Two good-quality down sleeping bags (expedition-quality and rated to at least 20 C and 40 C below zero) as well as at least two self-inflating pads and one thermal pad per camp to go under them is necessary; at some camps you may be better off doubling the pads.
You will also need multiple tents: a larger tent for Base Camp and smaller, lighter, high-quality tents for higher elevations. A compass or small GPS unit will help you find the summit. Bringing two titanium burners will ensure that at least one works when you need it (and allows you to cook faster). For cooking and eating, you need two or three light pots with lids, plastic mugs, a thermos, a spoon and knife (like a Leatherman), and a couple of potholders.

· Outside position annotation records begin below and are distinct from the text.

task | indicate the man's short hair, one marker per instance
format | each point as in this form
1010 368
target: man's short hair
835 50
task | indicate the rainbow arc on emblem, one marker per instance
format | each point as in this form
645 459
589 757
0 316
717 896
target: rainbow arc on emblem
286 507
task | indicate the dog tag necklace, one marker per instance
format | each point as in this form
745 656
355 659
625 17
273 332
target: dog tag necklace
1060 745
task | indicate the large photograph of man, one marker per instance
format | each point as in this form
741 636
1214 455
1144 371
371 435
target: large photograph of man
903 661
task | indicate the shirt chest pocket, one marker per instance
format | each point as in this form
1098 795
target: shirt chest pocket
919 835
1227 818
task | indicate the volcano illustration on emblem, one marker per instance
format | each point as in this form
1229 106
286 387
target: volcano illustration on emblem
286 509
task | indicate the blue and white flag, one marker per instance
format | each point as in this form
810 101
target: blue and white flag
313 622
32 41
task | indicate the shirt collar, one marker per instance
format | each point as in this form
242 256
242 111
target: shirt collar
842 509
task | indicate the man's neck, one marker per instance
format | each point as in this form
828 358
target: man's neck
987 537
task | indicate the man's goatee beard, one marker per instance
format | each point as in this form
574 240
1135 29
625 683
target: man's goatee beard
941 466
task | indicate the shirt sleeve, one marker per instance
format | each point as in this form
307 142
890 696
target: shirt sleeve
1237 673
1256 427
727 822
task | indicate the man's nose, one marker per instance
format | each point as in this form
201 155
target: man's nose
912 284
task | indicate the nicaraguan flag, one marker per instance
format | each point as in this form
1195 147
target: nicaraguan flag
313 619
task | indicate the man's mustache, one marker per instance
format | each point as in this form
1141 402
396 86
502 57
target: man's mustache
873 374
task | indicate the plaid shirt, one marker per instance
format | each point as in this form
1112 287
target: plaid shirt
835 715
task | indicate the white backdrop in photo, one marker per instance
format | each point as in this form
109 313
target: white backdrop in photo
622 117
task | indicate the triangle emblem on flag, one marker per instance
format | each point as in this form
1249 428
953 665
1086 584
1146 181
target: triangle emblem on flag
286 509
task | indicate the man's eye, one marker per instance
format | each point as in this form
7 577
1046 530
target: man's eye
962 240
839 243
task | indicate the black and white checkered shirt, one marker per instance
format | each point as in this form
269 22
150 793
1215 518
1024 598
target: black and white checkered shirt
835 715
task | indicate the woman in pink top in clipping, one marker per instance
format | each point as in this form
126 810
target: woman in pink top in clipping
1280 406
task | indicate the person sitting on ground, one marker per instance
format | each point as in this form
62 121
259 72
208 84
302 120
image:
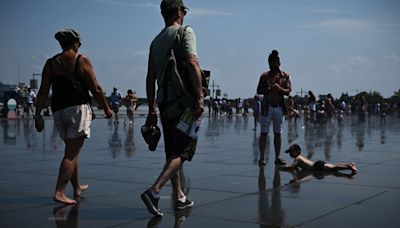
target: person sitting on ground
303 163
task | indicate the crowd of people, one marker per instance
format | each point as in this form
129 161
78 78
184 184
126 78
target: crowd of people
71 77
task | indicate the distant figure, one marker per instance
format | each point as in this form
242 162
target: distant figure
303 163
30 101
329 108
115 103
274 85
131 100
256 110
70 76
293 112
312 106
178 146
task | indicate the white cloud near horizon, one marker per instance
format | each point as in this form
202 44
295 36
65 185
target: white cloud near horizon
207 12
344 24
394 59
360 61
127 3
195 12
328 11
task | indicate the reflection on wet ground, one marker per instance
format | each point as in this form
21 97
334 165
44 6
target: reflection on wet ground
224 179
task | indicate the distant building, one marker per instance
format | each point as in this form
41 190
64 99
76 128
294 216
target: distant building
4 88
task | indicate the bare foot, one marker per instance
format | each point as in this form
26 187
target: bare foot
82 188
61 198
353 167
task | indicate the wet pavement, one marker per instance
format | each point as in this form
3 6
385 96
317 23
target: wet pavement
224 180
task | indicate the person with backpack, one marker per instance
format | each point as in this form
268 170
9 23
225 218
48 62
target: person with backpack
70 75
178 43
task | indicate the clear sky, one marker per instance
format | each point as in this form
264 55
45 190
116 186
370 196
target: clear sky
327 46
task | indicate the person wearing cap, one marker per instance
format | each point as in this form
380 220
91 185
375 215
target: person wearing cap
274 85
115 103
70 76
30 100
302 163
178 148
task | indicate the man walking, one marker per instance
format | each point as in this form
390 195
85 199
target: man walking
178 146
115 103
274 85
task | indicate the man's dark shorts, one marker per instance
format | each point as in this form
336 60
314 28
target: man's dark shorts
319 165
177 144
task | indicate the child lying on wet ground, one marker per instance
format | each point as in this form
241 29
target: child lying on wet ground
303 163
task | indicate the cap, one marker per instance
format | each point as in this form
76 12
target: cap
294 147
67 35
171 4
151 136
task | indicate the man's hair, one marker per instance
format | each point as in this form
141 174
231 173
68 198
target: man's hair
274 56
168 14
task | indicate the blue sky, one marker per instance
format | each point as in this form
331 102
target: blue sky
328 46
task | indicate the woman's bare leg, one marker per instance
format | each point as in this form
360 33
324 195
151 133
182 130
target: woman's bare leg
68 170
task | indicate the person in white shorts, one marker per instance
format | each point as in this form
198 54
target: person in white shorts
70 76
274 85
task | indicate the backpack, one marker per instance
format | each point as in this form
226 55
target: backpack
176 73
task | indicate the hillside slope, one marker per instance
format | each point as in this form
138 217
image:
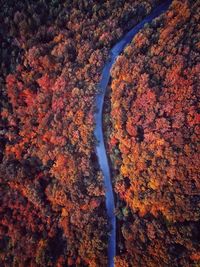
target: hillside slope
154 143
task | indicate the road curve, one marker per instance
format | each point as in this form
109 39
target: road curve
100 147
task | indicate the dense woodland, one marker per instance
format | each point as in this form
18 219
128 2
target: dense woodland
154 142
52 204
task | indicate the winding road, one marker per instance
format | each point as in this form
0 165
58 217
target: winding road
100 147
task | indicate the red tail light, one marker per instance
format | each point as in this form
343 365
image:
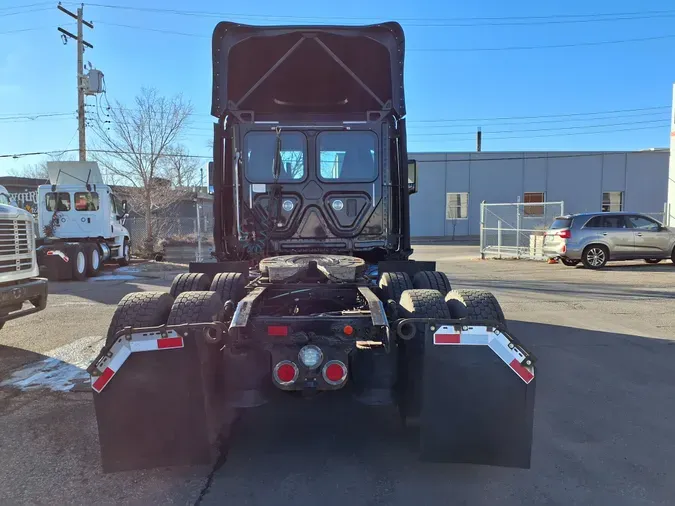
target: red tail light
285 372
334 372
277 330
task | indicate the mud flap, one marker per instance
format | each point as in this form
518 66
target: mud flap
160 409
475 408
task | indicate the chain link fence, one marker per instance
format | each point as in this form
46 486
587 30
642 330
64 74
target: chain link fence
516 229
179 239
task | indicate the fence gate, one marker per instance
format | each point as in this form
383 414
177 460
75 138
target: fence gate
516 229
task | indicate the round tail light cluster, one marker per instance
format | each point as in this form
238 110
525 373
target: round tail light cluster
285 372
334 372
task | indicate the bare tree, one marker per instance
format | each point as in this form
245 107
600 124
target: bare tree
134 150
181 167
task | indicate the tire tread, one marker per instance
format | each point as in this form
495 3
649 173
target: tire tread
140 309
433 280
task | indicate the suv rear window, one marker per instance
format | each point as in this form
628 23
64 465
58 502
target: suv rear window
560 223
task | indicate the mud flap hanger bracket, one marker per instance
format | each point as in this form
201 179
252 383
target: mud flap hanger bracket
406 329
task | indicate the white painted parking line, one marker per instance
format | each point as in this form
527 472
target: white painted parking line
63 369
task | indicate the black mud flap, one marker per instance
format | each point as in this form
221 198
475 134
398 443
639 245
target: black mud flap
475 408
160 409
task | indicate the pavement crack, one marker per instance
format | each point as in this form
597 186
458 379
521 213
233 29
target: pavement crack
223 450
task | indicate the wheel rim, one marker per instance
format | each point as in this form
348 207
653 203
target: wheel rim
95 259
80 262
595 257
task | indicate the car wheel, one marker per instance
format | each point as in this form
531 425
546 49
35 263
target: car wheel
595 257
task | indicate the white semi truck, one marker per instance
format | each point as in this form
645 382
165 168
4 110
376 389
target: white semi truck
22 292
80 223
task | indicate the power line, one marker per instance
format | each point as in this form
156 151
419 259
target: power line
664 121
545 115
440 50
572 155
565 134
477 21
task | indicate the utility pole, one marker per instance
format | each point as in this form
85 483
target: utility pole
81 43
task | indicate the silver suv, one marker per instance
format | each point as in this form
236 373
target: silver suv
596 238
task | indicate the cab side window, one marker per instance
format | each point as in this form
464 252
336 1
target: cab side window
57 201
86 201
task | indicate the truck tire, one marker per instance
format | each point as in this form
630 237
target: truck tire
474 305
78 261
419 303
393 284
125 257
140 309
229 285
432 280
195 307
94 263
190 282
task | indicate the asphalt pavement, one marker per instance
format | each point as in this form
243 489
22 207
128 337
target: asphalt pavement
603 418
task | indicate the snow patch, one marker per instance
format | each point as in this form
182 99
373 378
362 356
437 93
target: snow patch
62 370
113 277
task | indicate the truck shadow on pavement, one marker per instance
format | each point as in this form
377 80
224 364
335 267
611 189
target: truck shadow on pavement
603 413
580 290
107 291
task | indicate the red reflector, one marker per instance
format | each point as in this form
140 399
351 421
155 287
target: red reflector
521 371
277 330
335 372
103 379
446 338
170 342
286 373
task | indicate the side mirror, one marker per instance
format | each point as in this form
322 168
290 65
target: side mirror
412 176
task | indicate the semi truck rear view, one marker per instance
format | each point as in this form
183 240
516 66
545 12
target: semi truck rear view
314 289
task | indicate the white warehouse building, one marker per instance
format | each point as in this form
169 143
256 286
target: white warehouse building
451 186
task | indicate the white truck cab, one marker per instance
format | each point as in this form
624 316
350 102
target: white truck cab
80 222
19 281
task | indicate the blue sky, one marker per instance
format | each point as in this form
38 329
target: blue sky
470 88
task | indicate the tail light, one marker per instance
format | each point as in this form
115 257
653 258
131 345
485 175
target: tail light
334 372
285 372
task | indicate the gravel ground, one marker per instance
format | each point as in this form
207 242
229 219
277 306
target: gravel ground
603 415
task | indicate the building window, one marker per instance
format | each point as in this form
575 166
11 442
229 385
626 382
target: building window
456 206
531 198
612 202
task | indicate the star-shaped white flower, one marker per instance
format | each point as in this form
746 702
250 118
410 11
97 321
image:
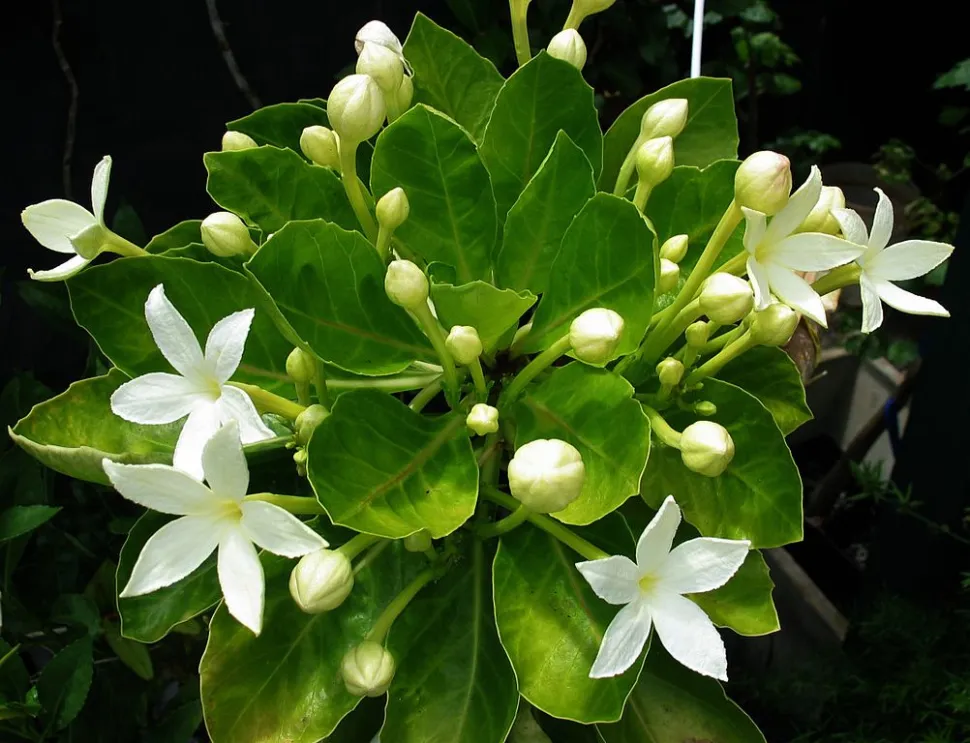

Lots of matches and lighters are necessary for heating and cooking; make sure the latter are of good quality so they will work at high altitude. Bringing a chemical water purifier will reduce the amount of water that you need to boil, and consequently the amount of fuel required.
You will need two plastic water bottles in addition to a wide mouthed bottle for urination. The trekking agency may supply gas and oxygen if applicable. Large duffel bags are necessary for transporting your gear and so is a backpack for carrying it (you may want an extra, small backpack for treks). The climbing pack will need attachment points for your ax and other climbing gear. Sunscreen, lip balm and a small personal first aid kit should all fit in your pack.
Cameras are essential, and walkie-talkies might be a good idea. Lithium batteries are best for long life and function at high altitudes. Increasing numbers of climbers are bringing other electronic equipment such as laptops, video cameras and satellite phones.